After the test, spend ten minutes checking how each item behaved. Which questions actually discriminated (strong pupils tended to get them right)? Which were too easy, too hard, or oddly answered by everyone (perhaps poorly worded or off-scope)? Use that audit to tweak future papers and to temper how confidently you read tiny mark differences, especially near grade boundaries or cut scores.
If you must compare across question papers, avoid treating raw totals as equivalent. Anchor comparisons with a few well-behaved common items, or at least add a short note on form difficulty (“Paper B ran easier; expect slightly higher totals”).
To conclude, summed scores can approximate attainment well, but only under restrictive conditions. Even if you never run an IRT model, the IRT-informed mindset of thoughtful mark allocation, a planned mix of difficulty, quick item diagnostics, and humility about tiny gaps will make your assessments fairer, clearer, and more meaningful.
Hambleton, R. K., & Jones, R. W. (1993). Comparison of classical test theory and item response theory and their applications to test development. Educational Measurement: Issues and Practice, 12(3), 38–47.
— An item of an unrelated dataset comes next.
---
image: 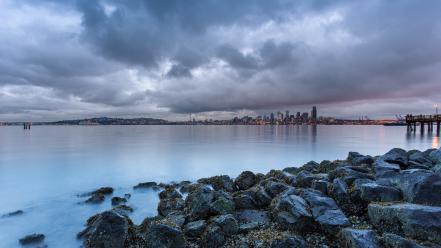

Kolen, M. J., & Brennan, R. L. (2014). Test Equating, Scaling, and Linking (3rd ed.). Springer.
DeMars, C. (2010). Item Response Theory. Oxford University Press.
Jensen, N., Rice, A., & Soland, J. (2018). The influence of rapidly guessed item responses on teacher value-added estimates: Implications for policy and practice. Educational Evaluation and Policy Analysis, 40(2), 267–284.



So, I've just tried out IRT using R on a recent history MCQ (thanks Gemini). Very interesting results. The question difficulty will be good to discuss with the history team. The pupils' scores also shifted about... On a standardised scale up to 5 points - definitely across grade thresholds.